Llevo días, tal vez semanas intentando escribir algo, pero cuando empiezo a escribir pienso "¡qué tontería!" y lo borro. Mi vida es taaaaan equis, que lo único que me inspira para escribir son pequeñas tonterías, aunque a veces me divierten o me emocionan, cuando lo pienso demasiado noto que no era tan genial como creí xD. Así que decidí no pensar demasiado las cosas, porque me gusta escribir, me levanta el ánimo, me hace sentir que mis problemas, ideas, pensamientos, sandeces y demás ya no son sólo míos, son ahora míos y de mi blog/hoja/quien llegue a leerme. Que no creo mucho en este último porque no soy muy constante y a todos les desagrada leer a alguien que escribe cada que viene el papa.

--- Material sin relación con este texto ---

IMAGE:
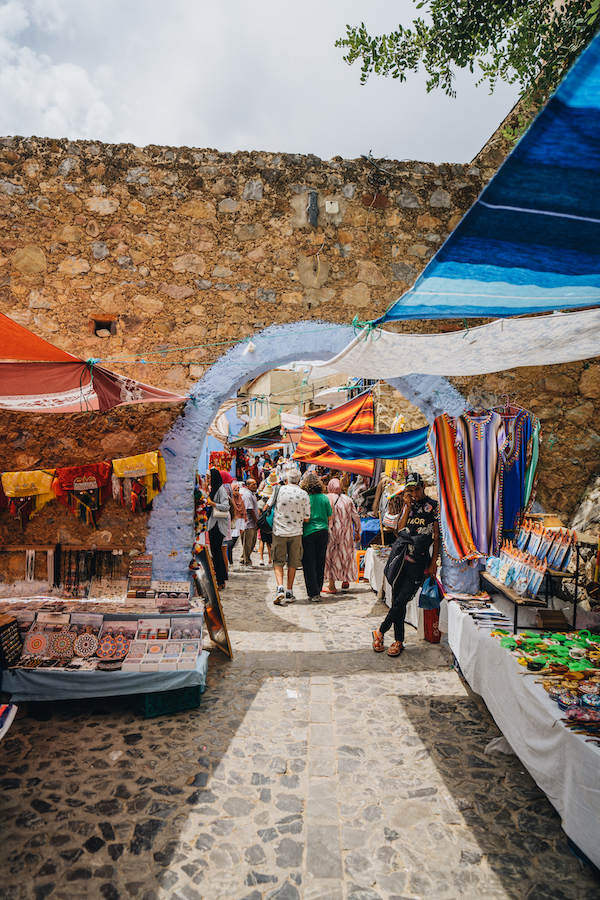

La última entrada hablaba de mi meta para cumpleaños, lo logré y fui la persona más feliz del mundo, estaba tan inspirada que días después llegué a pesar 46.5kg. No lo podía creer, todo era tan perfecto, me sentía tan ligera que creía que cualquier ráfaga de viento podría llevarme. Pero como todas las cosas buenas duró poco y eso me causa bastante gracia, es que en el fondo yo sabía que no duraría mucho con ese peso, pero lo disfruté el día que duró xD. Era domingo y mi papá estaba en casa, así que es obligatorio desayunar y también comer. Bajé, me seví un cereal y mi papá empezó a decirme cosas como "estás muy flaca" "me estás asustando" "nunca habías estado así" y yo sólo seguía callada, no sabía qué decirle. Me senté en el una de las sillas del desayunador y más o menos así fue la conversación.

Papá: ¿Cuánto pesas?
Yo: No sé (bajé la cabeza)
Papá: Es que ya te estás pasando, estás adelgazando mucho. Y ¿Cómo no vas a saber cuánto pesas si tienes la báscula en tu cuarto?
Yo: No sé, no me he pesado.
Papá: Mi papá siempre fue robusto, pero un tiempo le dio por bajar de peso, empezó a adelgazar y fue cuando estaba delgado que se enfermó de cáncer, porque tenía las defensas muy bajas. No quiero que eso te pase. Así que ahorita, te vas a pesar y de ese peso no quiero que bajes más. ¿Entendido?
Yo: Sí (todavía mirando hacia abajo)

La única moraleja de esa conversación es que ¡¡me dijo que yo era robusta!!. Aunque creo que se refería a que fui robusta, pero ahora no lo soy, da igual. Eso aumenta mi miedo de volver a los 59kg. Pero sé que es algo que no pasará.